En 1521, Suleyman monta sur le trône de l'Empire ottoman et commença une rapide campagne de conquête en suivant les conseils de son père pour s'étendre vers l'Ouest. Ces campagnes comprenaient les conquêtes de Damas et de Belgrade pour affaiblir les régions qui servaient d'État tampon pour le Royaume de Hongrie, qui, pendant des siècles, avait été le bastion de l'Europe chrétienne contre l'islam. Après la défaite de Mohács (1526), la menace ottomane commença à se rapprocher de plus en plus des domaines des États chrétiens.
EUROPE CENTRALE, AVANT 1529.
Tout au long des XIVe et XVe siècles, les Ottomans avaient successivement vaincu les Serbes, les Bulgares et les Byzantins. En 1453, Constantinople tomba aux mains des Turcs, laissant la Hongrie seule face à la pression islamique pour les décennies à venir.
Sur la carte, dans différentes nuances d'orange, on peut voir l'expansion ottomane depuis le 14ème siècle. En orange clair, on voit la frontière islamo-chrétienne vers 1520 lorsque Soliman le Magnifique monta sur le trône. Nous pouvons voir où la bataille de Mohács a eu lieu en 1526 et se trouvait Vienne, qui subira le siège bien connu en 1529.

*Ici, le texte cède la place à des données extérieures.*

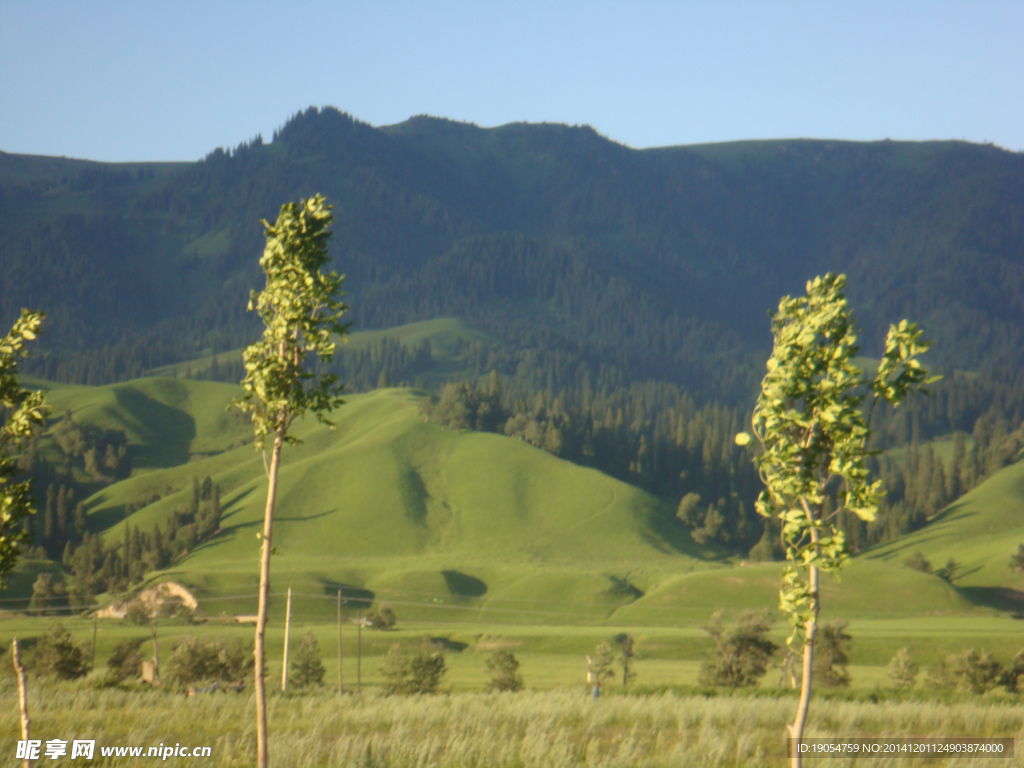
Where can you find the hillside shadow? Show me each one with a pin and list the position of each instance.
(173, 430)
(463, 585)
(1003, 599)
(622, 589)
(352, 597)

Dans la seconde moitié du XV, les campagnes militaires du comte Juan Hunyadi et du roi Matthias Corvinus ont tenu les Ottomans à distance et ont même réalisé quelques expansions territoriales. Cependant, la mort du roi Matthias Corvinus a plongé le royaume dans le chaos jusqu'à ce que le règne de Vladislaus II stabilise partiellement le pays, mais une maladie a rapidement rendu le monarque incapable, une circonstance qui a été utilisée par certains opposants comme le comte hongrois John Zápolya pour aller à l'encontre Władysław II et acquérir plus de puissance.
Entre-temps, le roi malade, conseillé par ses favoris, entame une politique de rapprochement avec les Habsbourg et accepte de marier Marie d'Autriche, fille de Felipe el Hermoso et Juana de Castilla, avec son fils, le prince Luis (futur Luis II de Hongrie) .
Malgré ces accords, les destinées de la monarchie hongroise étaient subordonnées aux nobles et au clergé qui profitaient de ce vide de pouvoir à leur avantage.
Jean I Zápolya, auto-couronné roi de Hongrie après la mort de Louis II à Móhacs. C'était un politicien ambitieux qui est passé du soutien au monarque hongrois à la défense de ses intérêts personnels, politiques et territoriaux. Ennemi de Fernando Ier de Habsbourg, il s'allie à Solimán contre lui et devient vassal. Il est venu aider Suleiman dans les campagnes précédant le siège de Vienne. Il mourut en 1541.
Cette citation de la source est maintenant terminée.